Again, the estimates from the “Add 1” models are clearly not useful here. The slope estimate are all biased very low.

The “Quartile method” has the widest distribution. It is long-tailed to the right compared to the distribution of slopes from the true model, which is why it can overestimate the slope.

And the “Add 1/2 minimum > 0” option tends to underestimate the slope. I’m curious that the distribution is also relatively narrow, and wonder if that has something to do with the way I simulated the 0 values via rounding.

# What option is best?

First, one of the main things I discovered is that my method for simulating positive, continuous data plus 0 values is a little kludgy. 😄 For the scenario I did simulate data for, though, adding 1 is clearly a very bad option if you want to get a reasonable estimate of the slope (which is generally my goal when I’m doing an analysis 😉).

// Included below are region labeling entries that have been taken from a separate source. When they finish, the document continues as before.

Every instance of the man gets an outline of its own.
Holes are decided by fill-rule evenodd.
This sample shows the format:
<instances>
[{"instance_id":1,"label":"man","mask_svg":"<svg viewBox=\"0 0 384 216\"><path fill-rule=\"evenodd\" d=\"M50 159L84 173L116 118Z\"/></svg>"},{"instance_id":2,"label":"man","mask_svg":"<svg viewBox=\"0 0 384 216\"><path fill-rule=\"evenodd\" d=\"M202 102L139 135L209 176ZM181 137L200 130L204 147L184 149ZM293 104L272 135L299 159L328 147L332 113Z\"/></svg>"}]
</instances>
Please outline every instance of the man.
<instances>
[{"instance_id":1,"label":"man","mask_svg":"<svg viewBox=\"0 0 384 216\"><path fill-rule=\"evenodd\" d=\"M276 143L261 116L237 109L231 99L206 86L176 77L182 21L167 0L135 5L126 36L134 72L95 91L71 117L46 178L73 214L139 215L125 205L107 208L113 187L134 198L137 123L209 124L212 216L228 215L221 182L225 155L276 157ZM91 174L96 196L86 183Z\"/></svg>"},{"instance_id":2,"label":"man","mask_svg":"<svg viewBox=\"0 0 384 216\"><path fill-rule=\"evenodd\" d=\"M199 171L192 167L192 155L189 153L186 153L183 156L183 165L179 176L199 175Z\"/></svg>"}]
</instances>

Why did adding 1 perform so badly? Remember that when we do a log transformation we increase the space between values less than 1 on the original scale and decrease the space between values above 1. The data I created were primarily below 1, so by adding 1 to the data I totally changed the spacing of the data after log transformation. Using 1 as `c`

is going to make the most sense if our minimum non-0 value is 1 or higher (at least for estimation).

The other two options both performed OK in this specific scenario. You may have noticed that statisticians generally dislike anti-conservative methods, so my guess is many (most?) statisticians would choose the conservative option (“Add 1/2 minimum > 0”) to be on the safe side. However, even if this pattern of over- and under-estimation holds more generally in other scenarios, the choice between these options should likely be based on the gravity of missing a relationship due to underestimation compared to the gravity of overstating a relationship rather than on purely statistical concerns.

Another avenue I think might be important to explore is how the number of 0 values in the distribution has an impact on the results. The choice between `c`

options could depend on that. (Plus, of course, the “Quartile method” only works at all if fewer than 25% of the data are 0’s).